Case in Point
by Lady Viola Delesseps
Summary: At 4 a.m. Sherlock Holmes sits down at his computer and begins to type, if only to get the words out of his brain and on to the screen, regarding emotion, human nature, and John Watson. BBC version.


I cannot believe it. It goes against all probability, both as far as both mathematical certainty and human nature is concerned. Ignore those idiots who say that human nature cannot be absolutely predicted with numerical calculations or psychological deductions. It can. What they mean is that they cannot do it. People are so predictable, for the most part, and it is only when they tend to be the slightest bit original in their thought patterns and reactions that I take an interest.
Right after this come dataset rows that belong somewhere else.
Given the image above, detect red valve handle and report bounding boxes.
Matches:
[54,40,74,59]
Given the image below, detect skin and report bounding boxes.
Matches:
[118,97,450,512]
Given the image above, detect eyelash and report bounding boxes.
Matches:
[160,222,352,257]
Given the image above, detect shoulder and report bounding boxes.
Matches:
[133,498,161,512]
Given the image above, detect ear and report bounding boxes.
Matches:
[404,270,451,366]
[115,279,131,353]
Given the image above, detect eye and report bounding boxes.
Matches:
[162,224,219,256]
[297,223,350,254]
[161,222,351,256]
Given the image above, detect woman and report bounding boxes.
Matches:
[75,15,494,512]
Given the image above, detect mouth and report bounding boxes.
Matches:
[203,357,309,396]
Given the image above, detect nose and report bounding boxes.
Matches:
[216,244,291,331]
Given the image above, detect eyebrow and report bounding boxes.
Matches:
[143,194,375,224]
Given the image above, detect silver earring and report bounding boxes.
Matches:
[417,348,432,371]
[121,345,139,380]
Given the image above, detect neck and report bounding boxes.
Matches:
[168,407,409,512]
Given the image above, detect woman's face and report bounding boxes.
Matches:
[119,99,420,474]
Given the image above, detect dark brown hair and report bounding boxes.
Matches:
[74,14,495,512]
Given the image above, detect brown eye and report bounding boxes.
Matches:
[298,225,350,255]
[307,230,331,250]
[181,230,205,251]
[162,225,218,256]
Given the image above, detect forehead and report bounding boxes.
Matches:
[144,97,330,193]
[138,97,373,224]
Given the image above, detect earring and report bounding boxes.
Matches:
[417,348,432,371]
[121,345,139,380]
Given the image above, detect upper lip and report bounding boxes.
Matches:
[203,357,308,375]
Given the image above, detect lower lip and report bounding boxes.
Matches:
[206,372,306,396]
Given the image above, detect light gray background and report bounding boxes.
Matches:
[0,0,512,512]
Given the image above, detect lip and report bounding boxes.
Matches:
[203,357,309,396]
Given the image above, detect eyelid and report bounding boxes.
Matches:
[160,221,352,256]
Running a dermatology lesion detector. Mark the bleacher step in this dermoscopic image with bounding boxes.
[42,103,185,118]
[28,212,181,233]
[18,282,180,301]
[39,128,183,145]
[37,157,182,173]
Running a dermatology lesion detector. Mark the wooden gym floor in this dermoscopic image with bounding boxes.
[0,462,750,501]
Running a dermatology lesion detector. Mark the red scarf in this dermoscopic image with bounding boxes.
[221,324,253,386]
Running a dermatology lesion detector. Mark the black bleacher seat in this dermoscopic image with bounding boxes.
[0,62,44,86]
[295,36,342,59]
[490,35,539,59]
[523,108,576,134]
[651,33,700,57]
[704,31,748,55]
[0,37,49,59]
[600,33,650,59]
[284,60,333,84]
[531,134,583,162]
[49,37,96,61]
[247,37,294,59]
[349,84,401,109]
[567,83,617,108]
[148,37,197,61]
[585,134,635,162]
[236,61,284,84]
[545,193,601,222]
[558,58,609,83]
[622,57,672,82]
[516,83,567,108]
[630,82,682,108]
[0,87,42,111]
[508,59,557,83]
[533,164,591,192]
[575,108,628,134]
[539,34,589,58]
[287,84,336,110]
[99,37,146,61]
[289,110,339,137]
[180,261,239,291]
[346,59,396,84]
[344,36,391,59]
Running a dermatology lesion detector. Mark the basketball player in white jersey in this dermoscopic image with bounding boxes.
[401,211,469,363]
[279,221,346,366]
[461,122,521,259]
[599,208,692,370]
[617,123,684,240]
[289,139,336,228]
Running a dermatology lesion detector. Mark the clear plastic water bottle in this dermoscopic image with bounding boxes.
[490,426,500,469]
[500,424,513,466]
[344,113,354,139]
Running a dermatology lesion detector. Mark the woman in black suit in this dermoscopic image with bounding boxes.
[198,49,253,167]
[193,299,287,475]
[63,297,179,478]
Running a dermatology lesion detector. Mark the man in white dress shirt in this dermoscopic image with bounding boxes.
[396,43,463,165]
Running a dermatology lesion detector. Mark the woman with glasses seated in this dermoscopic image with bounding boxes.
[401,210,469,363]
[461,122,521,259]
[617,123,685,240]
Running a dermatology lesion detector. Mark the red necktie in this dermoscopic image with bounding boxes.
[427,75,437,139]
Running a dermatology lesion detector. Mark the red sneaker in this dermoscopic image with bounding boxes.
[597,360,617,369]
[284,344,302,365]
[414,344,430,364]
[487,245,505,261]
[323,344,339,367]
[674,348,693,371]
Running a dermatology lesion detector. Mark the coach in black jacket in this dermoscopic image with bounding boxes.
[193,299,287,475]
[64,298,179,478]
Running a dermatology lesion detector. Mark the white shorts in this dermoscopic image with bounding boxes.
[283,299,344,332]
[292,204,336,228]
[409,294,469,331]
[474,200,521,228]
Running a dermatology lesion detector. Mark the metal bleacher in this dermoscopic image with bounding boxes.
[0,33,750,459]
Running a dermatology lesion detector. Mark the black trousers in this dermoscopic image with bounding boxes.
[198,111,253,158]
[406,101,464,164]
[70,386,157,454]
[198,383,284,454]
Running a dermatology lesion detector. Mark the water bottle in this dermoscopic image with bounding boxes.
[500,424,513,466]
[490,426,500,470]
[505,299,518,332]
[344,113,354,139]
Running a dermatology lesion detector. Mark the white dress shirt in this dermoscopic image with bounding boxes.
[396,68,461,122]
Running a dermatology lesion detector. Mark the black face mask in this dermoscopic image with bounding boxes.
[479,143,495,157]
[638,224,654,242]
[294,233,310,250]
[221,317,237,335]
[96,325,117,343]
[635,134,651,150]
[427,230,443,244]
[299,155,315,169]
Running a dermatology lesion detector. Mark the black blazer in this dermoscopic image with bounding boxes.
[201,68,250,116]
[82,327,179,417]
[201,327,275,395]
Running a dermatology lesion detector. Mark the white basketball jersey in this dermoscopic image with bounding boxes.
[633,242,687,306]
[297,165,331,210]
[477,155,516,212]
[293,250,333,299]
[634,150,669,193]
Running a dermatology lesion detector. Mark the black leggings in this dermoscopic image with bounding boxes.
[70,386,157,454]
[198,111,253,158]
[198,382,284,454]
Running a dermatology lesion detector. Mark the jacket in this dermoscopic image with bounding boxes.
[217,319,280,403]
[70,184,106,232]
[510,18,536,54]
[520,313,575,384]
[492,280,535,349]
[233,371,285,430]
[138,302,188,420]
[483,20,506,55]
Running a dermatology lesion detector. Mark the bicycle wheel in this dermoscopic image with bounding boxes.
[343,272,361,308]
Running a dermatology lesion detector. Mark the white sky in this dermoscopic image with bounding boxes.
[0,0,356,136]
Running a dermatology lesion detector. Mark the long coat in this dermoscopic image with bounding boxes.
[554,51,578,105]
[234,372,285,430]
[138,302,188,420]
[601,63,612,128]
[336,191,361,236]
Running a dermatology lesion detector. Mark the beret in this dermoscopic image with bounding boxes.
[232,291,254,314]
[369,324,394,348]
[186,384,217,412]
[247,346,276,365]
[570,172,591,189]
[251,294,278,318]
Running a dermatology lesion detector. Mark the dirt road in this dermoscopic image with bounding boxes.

Perhaps that is what has kept me on this case for so long.

Going back over every single piece of data in my mind that concerns the issue, I can pick up very few indications of this outcome. Unless one should be considering the facts that his sister had set the precedent, his military career had surrounded him with the possibility, and each person who ran across him assumed the status. Despite the fact that it was not true. Perhaps it is that which has thrown me off. Assuming something that is unfounded is the most elementary way of putting someone off the scent. They know it to be untrue, and dismiss it as faulty reckoning or foolish conjecture, leaving the truth thrown into sharp relief on the opposite wall. If only they were clever enough to turn around to see that it was, in fact, true, they would realize the were tricked by the typical sleight of hand. Like the cabbie case, he gives me the pill he wishes me to take because he figures I will think of reaching for his, only to realize this was his original intent. So I take the one before me. What a fool. I know the things to look for, and most certainly none of them appear in the way I thought they should. His shorter stature does not come into play; or does it?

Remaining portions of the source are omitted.